I share this with you because I want you to know that you're not alone. And you're right: As white women, we simply must do better. That doesn't mean avoiding uncomfortable conversations or running from our mistakes. It means listening actively to uncomfortable truths about our privilege and understanding that combating racism is a key piece of intersectional feminism. By actively listening, I mean listening to listen, not to talk. This can be difficult if you're one of those people who has to physically restrain herself from jumping in with an opinion mid-conversation—no shame if you're that person; I am, too—but the fact is more often than not our listening is what's needed. Sylvia Plath once wrote a poem called "The Courage of Shutting Up." She didn't mean it in the context I'm describing—and god knows Plath herself was not unproblematic—but I like that idea of reframing listening as an act of bravery. Be courageous enough to be quiet.
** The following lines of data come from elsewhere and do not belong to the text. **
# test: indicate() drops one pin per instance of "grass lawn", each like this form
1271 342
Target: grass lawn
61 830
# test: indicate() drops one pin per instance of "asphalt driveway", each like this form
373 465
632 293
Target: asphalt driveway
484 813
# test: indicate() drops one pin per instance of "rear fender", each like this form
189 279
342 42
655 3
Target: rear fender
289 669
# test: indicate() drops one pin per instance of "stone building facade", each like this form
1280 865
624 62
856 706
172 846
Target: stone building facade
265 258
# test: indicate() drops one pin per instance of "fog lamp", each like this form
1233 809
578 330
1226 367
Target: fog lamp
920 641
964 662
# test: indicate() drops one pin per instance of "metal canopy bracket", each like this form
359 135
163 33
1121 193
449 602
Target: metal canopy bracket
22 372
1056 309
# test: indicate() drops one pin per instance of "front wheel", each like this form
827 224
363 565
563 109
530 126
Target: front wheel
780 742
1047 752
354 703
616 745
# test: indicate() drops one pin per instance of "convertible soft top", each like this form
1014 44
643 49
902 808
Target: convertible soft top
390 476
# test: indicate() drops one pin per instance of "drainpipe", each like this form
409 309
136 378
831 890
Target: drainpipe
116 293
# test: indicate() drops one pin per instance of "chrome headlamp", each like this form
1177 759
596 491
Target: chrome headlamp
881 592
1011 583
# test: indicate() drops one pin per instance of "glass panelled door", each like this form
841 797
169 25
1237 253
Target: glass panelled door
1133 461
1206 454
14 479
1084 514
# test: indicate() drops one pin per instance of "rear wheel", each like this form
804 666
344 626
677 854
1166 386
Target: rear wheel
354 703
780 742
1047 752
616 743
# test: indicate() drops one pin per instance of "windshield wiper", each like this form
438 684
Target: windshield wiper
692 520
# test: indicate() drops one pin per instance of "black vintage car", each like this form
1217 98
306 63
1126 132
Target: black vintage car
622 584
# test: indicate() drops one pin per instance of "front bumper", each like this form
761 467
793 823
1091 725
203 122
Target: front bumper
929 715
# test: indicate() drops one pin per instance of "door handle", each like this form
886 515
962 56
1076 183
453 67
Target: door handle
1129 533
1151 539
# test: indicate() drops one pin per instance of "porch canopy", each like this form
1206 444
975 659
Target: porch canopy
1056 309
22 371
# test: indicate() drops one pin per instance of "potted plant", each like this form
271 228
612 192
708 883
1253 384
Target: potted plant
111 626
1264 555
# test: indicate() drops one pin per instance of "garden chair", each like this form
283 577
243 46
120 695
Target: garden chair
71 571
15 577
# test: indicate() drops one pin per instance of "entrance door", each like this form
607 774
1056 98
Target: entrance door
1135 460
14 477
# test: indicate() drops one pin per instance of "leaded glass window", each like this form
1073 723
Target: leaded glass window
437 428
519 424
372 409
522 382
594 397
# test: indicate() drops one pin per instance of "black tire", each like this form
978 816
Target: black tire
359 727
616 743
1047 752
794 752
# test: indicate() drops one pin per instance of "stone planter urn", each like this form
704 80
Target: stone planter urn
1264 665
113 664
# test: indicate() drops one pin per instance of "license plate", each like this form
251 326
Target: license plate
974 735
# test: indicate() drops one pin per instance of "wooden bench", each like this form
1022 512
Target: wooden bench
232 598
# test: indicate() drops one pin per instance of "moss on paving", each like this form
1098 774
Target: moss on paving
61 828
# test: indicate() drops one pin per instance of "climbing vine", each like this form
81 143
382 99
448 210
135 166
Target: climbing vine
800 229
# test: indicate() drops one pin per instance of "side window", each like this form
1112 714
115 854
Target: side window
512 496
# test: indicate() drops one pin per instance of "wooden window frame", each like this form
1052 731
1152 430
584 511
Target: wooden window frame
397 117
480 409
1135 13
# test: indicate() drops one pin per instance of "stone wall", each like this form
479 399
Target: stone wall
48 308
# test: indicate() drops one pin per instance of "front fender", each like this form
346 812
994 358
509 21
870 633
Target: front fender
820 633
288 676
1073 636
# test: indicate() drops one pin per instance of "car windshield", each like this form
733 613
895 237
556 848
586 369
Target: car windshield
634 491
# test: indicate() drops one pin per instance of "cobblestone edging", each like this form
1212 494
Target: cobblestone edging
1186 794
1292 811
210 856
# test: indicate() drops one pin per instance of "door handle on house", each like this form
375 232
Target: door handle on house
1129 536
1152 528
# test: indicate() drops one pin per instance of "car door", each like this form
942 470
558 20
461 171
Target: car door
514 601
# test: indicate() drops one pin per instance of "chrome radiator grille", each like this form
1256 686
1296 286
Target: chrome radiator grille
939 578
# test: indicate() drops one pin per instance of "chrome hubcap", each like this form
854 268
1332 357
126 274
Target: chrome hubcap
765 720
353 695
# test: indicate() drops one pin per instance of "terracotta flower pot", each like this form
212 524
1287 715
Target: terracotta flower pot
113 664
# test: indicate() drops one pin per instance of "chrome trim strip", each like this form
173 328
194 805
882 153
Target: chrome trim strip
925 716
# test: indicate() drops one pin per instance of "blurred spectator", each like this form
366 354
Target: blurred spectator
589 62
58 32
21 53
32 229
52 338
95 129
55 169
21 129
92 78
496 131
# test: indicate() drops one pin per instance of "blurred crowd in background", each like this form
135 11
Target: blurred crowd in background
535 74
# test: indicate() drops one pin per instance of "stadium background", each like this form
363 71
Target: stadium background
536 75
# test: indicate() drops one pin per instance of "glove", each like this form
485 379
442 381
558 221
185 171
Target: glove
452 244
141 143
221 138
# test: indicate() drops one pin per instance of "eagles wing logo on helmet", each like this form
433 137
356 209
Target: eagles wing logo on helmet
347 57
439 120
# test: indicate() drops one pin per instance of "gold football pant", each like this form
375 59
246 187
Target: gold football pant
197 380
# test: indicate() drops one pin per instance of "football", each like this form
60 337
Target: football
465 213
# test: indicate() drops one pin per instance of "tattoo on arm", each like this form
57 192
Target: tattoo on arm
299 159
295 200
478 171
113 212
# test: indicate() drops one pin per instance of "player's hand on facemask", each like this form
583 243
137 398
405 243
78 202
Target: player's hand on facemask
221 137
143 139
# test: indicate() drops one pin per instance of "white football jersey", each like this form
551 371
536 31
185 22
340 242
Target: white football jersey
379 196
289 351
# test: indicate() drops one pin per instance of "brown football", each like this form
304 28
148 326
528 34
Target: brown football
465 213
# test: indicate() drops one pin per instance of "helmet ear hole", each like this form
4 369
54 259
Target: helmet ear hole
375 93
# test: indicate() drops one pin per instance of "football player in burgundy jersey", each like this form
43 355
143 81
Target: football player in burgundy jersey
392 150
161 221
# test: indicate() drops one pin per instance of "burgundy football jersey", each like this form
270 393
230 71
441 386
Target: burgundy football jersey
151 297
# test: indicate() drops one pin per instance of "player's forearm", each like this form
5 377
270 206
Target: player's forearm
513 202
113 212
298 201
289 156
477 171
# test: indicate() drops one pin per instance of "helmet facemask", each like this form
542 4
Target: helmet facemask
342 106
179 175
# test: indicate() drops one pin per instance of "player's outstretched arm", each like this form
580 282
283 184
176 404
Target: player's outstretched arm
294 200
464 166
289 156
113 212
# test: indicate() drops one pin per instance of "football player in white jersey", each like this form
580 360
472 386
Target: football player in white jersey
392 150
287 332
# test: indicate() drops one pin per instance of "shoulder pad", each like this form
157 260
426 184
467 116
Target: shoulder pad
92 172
Finally: It's really not the job of women of color to go to bat for white ladies. Remember: More than half of white women voters went for Donald Trump, and the majority of women of color supported Hillary Clinton, regardless of Clinton's questionable record on mass incarceration and her campaign's occasionally pandering attempts to reach people of color.

So our job as white feminists isn't to "welcome" women of color into "our" movement. It's to realize that they're already here and have been doing the work from the beginning. It's our job to see that, to acknowledge that work, and to sometimes get out of the way completely. It's our job to show up for causes like Black Lives Matter and not act like history didn't happen because we're all united as women, or whatever the fuck.

I can tell from your letter that you're ready to do this. Good! It's time!

So let's get back to the woman you saw on Desus and Mero. I had a feeling when I read your letter that you were talking about Buzzfeed's Tracy Clayton, who co-hosts the podcast Another Round with Heben Nigatu, and sure enough, when I looked it up, I was right. One of the things that struck me about your letter was that you seemed shocked by Clayton's words, but not shocked enough to remember her name or look into her work further. That was a missed opportunity, because if you'd done that small bit of research, you would have likely discovered that on the most recent episode of Another Round, Clayton and Nigatu describe Clayton's reasons for skipping the Women's March in greater depth. That shit's archived, though, so here's your mission, should you choose to accept it: I want you to download that episode and I want you to listen to what she says.

Really listen. Because that small, quiet decision is the first step in doing better. We can't make any greater change without starting there.

Good luck!

With kindness and encouragement,
A Feminist

A note on why this column is written by a white/straight/cis person: I believe it is the responsibility of white, straight, cisgender people to "collect their friends" when they're being racist and/or exclusionary of trans, nonbinary, and LGBTQ-identifying people or are just generally being deeply clueless and need to have basic concepts explained to them. Attending to our own ignorance, white guilt, and white fragility should not be the responsibility of people of color, and if you think it is, we need to talk. So I'm offering up a space for you to get your shit together and pose whatever burning questions you have about intersectional feminism to a fellow ignorant white person with her own implicit bias who is trying to do better. I'll do my very best to answer them, or find someone else who can.